We published a blog post a few days ago about two California parents who must pay their deceased daughter's student loan debt because they cosigned on her loans. We also mentioned that these parents and other student loan holders do not have the option of using bankruptcy proceedings to discharge their student loans; however, as one commenter on the blog post deftly pointed out, this was not completely accurate.
The idea that no circumstance exists where bankruptcy can be used to discharge student loans is a misnomer. A 2011 study reveals that approximately 40 percent of student loan holders who file for bankruptcy can have at least a portion (and in some limited circumstances all) of their student loans dissolved. However, because most believe that they cannot do it, the study points out that only 0.1 percent of people even try.
The Brunner Test
There are several options available and one of them is commonly referred to as the Brunner test. In order to pass the Brunner test and qualify for the dissolution of one's student loans, an individual must pass certain strict qualifications.
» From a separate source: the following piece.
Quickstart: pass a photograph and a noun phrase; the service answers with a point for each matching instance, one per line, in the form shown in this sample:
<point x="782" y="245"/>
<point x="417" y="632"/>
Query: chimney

Also, one's ability to meet these qualifying factors may change from court to court, depending on the view of the judge and court that is deciding the case.
Do You Pass the Brunner Test?
A student loan is technically dischargeable if the student loan is causing an individual to experience undue hardship. "Undue hardship" is left undefined and individual courts can interpret it in different ways. Most courts use the Brunner test to decide if a case qualifies as undue hardship. The Brunner test involves three different criteria:
- The act of repaying one's loans must result in a borrower's inability to maintain a minimum standard of living.
- The borrower's dire financial condition must have a low likelihood of improving in the future.
- The borrower must have displayed a consistent attempt to pay his or her loans in good faith in the past.
It is difficult to predict whether one will be successful in employing Brunner test arguments in court; therefore, it is important to consult with a bankruptcy attorney who is familiar with these proceedings before moving forward with such arguments.